Ocorre que o artigo 32 da Lei n.º 9.605/98 não considera crime utilizar animais em práticas esportivas ou manifestações culturais, mas sim "praticar ato de abuso, maus-tratos, ferir ou mutilar animais silvestres, domésticos ou domesticados, nativos ou exóticos". Ou seja, a lei protege os animais de possíveis abusos e maus-tratos na prática de atividades culturais, esportivas e folclóricas.

A bancada do Partido dos Trabalhadores é favorável à preservação e, até mesmo, ao estímulo às nossas tradições e manifestações culturais, tão ricas e variadas. Entretanto não podemos permitir que excessos sejam cometidos contra os animais, sejam silvestres ou domésticos. Vale lembrar que a coação à crueldade contra os animais também está contemplada na Constituição que, em seu inciso VII do § 1º do art. 225 determina claramente que incumbe ao poder público: "proteger a fauna e a flora vedadas na forma da lei, as práticas que coloquem em risco sua função ecológica, provoquem a extinção de espécies ou submetam os animais a crueldade".

Ademais, conforme a legislação penal anterior à Lei 9.605/98, considerava-se contravenção penal "tratar animal com crueldade ou submetê-lo a trabalho excessivo" (Decreto Lei 3.688/41 ou Lei das Contravenções Penais, art. 64). Portanto, o art. 32 da Lei 9.605/98 apenas transformou uma conduta que era contravenção penal em crime, revogando, tacitamente, o art. 64 do Decreto Lei citado.

O meu parecer na CCJ será contra o PL n.º 4.548, mantendo a atual Lei, sem alteração.

Espero ter esclarecido alguns equívocos que envolvem o assunto. Agradeço o interesse de todos e até mesmo as manifestações apaixonadas. O exercício da cidadania percorre obrigatoriamente o debate e as diferenças. Coloco-me à disposição. Um abraço,

Deputado DR. ROSINHA"


Conclusão:

As brigas de galo são cruéis. Uma conceituação genérica e abrangente de crueldade e maus tratos nos ensina Dra. Helita Barreira Custódio em seu parecer de 07 /02/97, elaborado para servir de subsídio à redação do Novo Código Penal Brasileiro.
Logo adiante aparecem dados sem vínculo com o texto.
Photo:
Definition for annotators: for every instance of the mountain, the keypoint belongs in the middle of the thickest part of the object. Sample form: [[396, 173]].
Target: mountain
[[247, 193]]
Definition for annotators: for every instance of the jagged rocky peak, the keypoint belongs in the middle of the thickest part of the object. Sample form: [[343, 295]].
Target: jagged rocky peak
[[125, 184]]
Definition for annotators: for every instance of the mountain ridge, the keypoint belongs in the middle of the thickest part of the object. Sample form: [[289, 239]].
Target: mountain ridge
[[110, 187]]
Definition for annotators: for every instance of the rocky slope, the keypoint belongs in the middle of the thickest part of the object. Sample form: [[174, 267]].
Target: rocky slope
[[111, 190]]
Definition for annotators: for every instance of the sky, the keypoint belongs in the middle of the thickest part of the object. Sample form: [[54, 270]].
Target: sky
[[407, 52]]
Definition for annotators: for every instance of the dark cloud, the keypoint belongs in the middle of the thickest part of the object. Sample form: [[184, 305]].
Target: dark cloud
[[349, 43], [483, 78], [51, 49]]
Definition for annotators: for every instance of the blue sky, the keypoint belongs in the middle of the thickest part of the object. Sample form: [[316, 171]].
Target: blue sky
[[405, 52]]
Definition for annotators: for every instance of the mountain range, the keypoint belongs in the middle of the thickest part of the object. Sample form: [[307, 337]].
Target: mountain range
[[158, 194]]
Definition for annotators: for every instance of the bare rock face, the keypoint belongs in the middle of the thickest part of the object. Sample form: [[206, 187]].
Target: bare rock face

Diz ela : " crueldade contra os animais é toda ação ou omissão, dolosa ou culposa ( ato ilícito), em locais públicos ou privados, mediante matança cruel pela caça abusiva, por desmatamentos ou incêndios criminosos, por poluição ambiental, mediante dolorosas experiências diversas ( didáticas, científicas, laboratoriais, genéticas, mecânicas, tecnológicas, dentre outras), amargurantes práticas diversas ( econômicas, sociais, populares, esportivas como tiro ao vôo, tiro ao alvo, de trabalhos excessivos ou forçados além dos limites normais, de prisões, cativeiros ou transportes em condições desumanas, de abandono em condições enfermas, mutiladas, sedentas, famintas, cegas ou extenuantes, de espetáculos violentos como lutas entre animais até a exaustão ou morte, touradas, farra do boi ou similares), abates atrozes, castigos violentos e tiranos, adestramentos por meios e instrumentos torturantes para fins domésticos, agrícolas ou para exposições, ou quaisquer outras condutas impiedosas resultantes em maus-tratos contra animais vivos, submetidos a injustificáveis e inadmissíveis angústias, dores, torturas, dentre outros atrozes sofrimentos causadores de danosas lesões corporais, de invalidez, de excessiva fadiga ou de exaustão até a morte desumana da indefesa vítima animal."

As brigas de galo são ilegais e inconstitucionais e merecem o repúdio de todos. Alterar a Lei de crimes ambientais seria um retrocesso na história do direito ambiental

A inconstitucionalidade do projeto de lei do Deputado Fernando de Fabinho é clara e manifesta, ao se confrontar os conceitos de meio ambiente e fauna à luz da Constituição Federal. A lei de Política Ambiental, Lei 6.938/81 define, em seu art. 3º, o meio ambiente como " o conjunto de condições, leis, influências e interações da ordem física, química e biológica, que permite, abriga e rege a vida em todas suas formas. Inclui entre seus recursos ambientais a fauna e a flora.

A Constituição Federal dedica um capítulo inteiro ao meio ambiente, consagrando e consolidando o amplo conceito legal do meio ambiente, com todos os seus recursos naturais, e impôs ao Poder Público e todas as pessoas o dever de protegê-los e preservá-los.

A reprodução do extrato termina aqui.